You missed option c.
C) keep all 8 engineers so the team can pump out features faster, all still working 8 hour days. The ceo will probably be forced to do it to keep up with their competition.
I didn't miss it, I just think it's going to be a rare outcome. I'm sure companies will become a little more bold about new products or new features, but I think there's an upper limit to the amount of change customers will tolerate. Once a product is stable enough to make money, for the most part, users don't want changes or new features and often rebel against them. Most people they think: I'm paying for this thing because it already does the stuff I need, please don't change it, I don't want to relearn this. I'm not saying that to be against evolving software of course, I just think competing on "we move a million miles per hour" will result in burnt out developers and overwhelmed customers. I mean, we're already seeing some burnout from people using AI tools, and I think part of that just has to be the pace of things.
> The reality: 3 weeks in, ~50 hours of coding, and I'm mass-producing features faster than I can stabilize them. Things break. A lot. But when it works, it works.
Can you give an example? His writing seems pretty grounded to me. He's not out there going on podcasts claimed that LLMs are going to cure cancer, afaik.
RatatuiRuby is pretty new still: its beta launch was Jan 20. Octobox's TUI is built on it [0], and Sidekiq is using it to build theirs [1].
I believe they'll be maintainable long-term, as they've got extensive tests and documentation, and I built a theory of the program [2] on the Ruby side of it as I reviewed and guided the agent's work.
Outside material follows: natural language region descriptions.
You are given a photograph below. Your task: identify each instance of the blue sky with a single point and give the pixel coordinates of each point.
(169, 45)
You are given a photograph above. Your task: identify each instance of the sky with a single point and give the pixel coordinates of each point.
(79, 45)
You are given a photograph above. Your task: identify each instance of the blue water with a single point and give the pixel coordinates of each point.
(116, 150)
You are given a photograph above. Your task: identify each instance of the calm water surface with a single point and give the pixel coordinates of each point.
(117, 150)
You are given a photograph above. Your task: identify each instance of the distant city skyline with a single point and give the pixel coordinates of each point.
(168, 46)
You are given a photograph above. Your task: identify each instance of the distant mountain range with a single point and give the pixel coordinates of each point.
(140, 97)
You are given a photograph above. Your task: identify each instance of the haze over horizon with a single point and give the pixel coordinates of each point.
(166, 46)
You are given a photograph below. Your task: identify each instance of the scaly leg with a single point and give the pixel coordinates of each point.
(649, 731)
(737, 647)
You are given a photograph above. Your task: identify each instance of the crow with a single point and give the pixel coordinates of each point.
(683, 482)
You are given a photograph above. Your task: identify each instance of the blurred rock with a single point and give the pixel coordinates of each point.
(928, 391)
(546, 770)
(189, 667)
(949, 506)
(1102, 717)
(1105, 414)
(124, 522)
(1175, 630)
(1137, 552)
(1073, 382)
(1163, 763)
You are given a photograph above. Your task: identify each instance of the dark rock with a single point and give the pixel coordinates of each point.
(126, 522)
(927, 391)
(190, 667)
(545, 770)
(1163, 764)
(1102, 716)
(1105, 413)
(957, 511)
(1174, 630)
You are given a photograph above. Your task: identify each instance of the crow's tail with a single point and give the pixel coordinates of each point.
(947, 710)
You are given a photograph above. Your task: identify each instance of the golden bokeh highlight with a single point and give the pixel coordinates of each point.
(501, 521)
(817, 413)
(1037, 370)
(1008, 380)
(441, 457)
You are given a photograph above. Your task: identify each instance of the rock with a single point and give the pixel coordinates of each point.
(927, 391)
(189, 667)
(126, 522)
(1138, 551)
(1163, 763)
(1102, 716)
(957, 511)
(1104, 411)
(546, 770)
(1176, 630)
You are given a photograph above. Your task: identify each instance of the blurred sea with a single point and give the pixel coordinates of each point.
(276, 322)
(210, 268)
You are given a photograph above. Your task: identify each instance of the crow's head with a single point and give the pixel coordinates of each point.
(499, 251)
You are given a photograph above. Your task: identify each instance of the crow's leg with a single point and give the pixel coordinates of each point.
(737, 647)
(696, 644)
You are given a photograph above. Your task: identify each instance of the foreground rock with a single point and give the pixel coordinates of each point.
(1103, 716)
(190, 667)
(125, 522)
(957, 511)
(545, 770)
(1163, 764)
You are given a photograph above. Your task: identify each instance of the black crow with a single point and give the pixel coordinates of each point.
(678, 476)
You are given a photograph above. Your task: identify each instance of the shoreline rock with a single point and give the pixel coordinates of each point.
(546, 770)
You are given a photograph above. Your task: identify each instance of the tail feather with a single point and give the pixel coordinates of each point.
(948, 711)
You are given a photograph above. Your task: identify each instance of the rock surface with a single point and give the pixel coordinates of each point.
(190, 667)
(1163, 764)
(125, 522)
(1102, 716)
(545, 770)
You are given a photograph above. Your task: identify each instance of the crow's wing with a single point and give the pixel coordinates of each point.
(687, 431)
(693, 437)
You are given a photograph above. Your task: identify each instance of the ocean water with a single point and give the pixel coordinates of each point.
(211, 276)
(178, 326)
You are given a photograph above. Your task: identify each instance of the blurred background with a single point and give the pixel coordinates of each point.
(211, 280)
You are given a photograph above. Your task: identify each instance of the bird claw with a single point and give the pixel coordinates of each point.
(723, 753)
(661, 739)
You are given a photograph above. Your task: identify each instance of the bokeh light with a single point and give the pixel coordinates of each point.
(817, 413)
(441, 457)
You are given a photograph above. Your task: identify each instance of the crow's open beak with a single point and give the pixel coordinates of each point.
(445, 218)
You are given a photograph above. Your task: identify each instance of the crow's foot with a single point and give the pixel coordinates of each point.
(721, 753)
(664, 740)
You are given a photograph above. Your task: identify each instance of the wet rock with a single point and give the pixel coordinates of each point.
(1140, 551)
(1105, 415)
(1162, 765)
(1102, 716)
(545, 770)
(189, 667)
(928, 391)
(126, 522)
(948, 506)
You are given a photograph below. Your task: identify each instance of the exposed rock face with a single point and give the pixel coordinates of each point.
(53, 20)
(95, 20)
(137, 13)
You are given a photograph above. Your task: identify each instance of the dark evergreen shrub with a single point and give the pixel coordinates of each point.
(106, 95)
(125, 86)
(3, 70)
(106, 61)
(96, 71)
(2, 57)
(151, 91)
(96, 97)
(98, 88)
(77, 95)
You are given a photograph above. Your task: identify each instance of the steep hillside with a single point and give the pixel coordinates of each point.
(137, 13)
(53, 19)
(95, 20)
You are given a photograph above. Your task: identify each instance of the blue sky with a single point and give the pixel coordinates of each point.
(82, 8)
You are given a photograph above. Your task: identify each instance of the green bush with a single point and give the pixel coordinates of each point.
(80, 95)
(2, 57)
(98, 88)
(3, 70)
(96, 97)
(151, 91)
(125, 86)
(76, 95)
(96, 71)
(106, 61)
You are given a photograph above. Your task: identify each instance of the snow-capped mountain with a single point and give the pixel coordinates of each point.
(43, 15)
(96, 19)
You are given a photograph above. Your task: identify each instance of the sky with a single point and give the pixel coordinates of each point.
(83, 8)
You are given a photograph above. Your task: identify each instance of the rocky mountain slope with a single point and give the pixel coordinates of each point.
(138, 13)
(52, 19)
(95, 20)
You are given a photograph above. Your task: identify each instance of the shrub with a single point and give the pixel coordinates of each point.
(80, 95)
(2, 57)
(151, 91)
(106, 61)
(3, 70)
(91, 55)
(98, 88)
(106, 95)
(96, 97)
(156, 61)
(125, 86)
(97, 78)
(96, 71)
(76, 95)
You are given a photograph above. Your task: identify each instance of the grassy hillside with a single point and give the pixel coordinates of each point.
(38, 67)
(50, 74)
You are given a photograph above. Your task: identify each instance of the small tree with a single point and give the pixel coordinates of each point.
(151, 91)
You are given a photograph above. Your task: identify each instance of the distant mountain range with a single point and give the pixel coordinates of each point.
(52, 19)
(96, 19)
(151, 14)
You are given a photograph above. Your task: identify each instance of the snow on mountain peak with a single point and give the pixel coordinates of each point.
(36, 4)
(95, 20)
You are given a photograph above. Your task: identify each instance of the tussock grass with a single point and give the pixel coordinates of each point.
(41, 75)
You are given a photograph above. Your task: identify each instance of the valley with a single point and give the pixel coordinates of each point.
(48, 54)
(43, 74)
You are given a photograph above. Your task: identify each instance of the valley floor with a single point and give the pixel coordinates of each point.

I am getting feedback from users, the largest of which drove the creation of (and iteration upon) Rooibos. As a rendering library, RatatuiRuby doesn't do much to guide the design or architecture of an application. Rooibos is an MVU/TEA framework [3] to do exactly that.
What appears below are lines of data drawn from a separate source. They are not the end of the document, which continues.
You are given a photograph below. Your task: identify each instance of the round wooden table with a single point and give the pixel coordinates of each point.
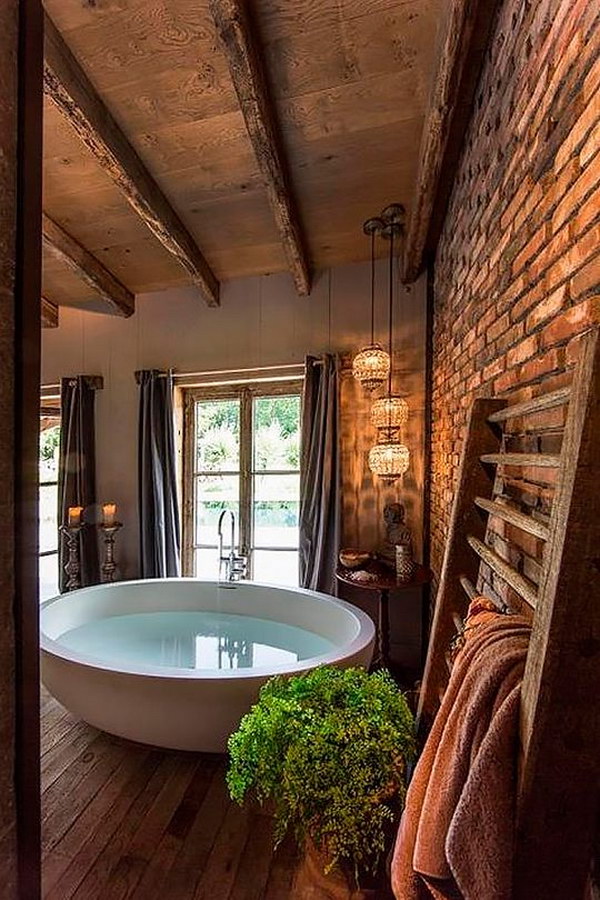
(382, 581)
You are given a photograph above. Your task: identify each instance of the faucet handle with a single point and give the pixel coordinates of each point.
(239, 565)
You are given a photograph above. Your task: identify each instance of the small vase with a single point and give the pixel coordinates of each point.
(311, 882)
(405, 565)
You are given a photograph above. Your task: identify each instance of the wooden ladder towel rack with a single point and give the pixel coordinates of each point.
(560, 702)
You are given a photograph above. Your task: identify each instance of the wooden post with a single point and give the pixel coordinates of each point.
(560, 706)
(21, 55)
(459, 560)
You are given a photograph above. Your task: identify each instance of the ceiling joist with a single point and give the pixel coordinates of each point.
(49, 313)
(69, 88)
(65, 248)
(243, 55)
(467, 34)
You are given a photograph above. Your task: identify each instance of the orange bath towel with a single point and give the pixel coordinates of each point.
(456, 835)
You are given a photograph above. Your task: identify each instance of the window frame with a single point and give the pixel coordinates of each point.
(50, 409)
(246, 393)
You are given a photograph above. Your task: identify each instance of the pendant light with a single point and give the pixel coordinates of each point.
(389, 458)
(371, 365)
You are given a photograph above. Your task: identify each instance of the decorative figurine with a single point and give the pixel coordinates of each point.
(398, 535)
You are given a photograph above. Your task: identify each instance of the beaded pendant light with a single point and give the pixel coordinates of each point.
(389, 458)
(371, 365)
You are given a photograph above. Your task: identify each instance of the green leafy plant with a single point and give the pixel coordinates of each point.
(329, 750)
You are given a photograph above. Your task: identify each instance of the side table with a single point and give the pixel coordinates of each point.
(382, 581)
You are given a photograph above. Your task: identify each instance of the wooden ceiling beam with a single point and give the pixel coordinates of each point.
(49, 313)
(467, 36)
(89, 269)
(242, 49)
(67, 85)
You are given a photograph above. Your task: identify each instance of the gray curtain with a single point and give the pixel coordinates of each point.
(160, 541)
(320, 480)
(77, 473)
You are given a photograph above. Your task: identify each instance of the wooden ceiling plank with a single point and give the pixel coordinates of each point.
(241, 47)
(49, 313)
(467, 33)
(69, 88)
(64, 247)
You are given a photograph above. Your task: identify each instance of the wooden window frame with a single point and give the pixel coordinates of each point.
(246, 392)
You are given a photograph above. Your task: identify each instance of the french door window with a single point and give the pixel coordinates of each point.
(243, 454)
(48, 498)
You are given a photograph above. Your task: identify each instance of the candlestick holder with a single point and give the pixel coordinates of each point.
(72, 566)
(109, 565)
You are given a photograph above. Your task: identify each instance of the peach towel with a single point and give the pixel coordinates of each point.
(456, 835)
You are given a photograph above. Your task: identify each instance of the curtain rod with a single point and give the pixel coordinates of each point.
(291, 368)
(238, 371)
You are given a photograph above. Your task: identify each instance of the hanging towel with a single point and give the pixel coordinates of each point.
(456, 835)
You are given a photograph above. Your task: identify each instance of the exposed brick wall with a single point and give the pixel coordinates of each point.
(517, 269)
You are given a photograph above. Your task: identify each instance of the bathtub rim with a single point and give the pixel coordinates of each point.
(365, 636)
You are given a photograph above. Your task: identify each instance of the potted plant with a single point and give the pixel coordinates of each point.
(328, 750)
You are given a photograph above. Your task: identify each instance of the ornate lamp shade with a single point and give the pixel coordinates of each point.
(388, 459)
(371, 366)
(389, 412)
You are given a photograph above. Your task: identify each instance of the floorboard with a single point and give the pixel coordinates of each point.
(122, 821)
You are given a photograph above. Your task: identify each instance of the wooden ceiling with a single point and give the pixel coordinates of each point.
(348, 81)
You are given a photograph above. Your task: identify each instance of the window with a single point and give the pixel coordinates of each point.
(48, 495)
(243, 454)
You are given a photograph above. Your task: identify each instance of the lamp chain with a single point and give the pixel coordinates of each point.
(372, 287)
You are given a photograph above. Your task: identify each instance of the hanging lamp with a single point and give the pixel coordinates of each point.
(389, 458)
(371, 365)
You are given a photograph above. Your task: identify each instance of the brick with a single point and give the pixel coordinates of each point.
(542, 366)
(586, 279)
(517, 268)
(587, 181)
(573, 321)
(522, 351)
(547, 308)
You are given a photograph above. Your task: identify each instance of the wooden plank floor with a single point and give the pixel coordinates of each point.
(122, 820)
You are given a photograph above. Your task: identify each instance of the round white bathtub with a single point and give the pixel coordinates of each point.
(177, 662)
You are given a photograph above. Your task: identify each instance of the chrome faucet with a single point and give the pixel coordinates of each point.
(233, 563)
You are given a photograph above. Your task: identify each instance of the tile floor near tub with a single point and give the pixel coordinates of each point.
(123, 820)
Tokra is basically a tech demo at this stage, [4] so (hopefully) no users yet.
And the original link about investment in India is also about fulfillment jobs and even worse, “investing in AI”, aka building data centers, which contribute essentially no jobs at all.
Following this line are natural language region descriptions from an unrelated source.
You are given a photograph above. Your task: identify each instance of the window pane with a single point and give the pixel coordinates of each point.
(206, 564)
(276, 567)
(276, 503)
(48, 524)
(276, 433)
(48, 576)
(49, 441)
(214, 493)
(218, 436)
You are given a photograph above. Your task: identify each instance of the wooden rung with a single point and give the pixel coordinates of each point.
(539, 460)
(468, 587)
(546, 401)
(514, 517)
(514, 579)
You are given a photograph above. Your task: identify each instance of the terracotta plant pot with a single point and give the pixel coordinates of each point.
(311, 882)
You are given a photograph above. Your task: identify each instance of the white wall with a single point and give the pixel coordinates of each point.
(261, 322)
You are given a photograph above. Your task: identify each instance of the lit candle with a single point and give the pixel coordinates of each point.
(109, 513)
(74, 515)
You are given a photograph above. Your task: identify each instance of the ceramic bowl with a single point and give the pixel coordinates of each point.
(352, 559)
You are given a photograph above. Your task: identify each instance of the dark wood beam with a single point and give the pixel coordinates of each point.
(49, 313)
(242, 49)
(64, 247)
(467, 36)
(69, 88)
I don't know if it's fair to call him an ai addict or deduce that his ego is bruised. But I do wonder whether karpathy's agentic llm experiences are based on actual production code or pet projects. Based on a few videos I have seen of his, I am guessing it's the latter. Also, he is a research scientist (probably a great one), not a software developer. I agree with the op that karpathy should not be given much attention in this topic i.e llms for software development.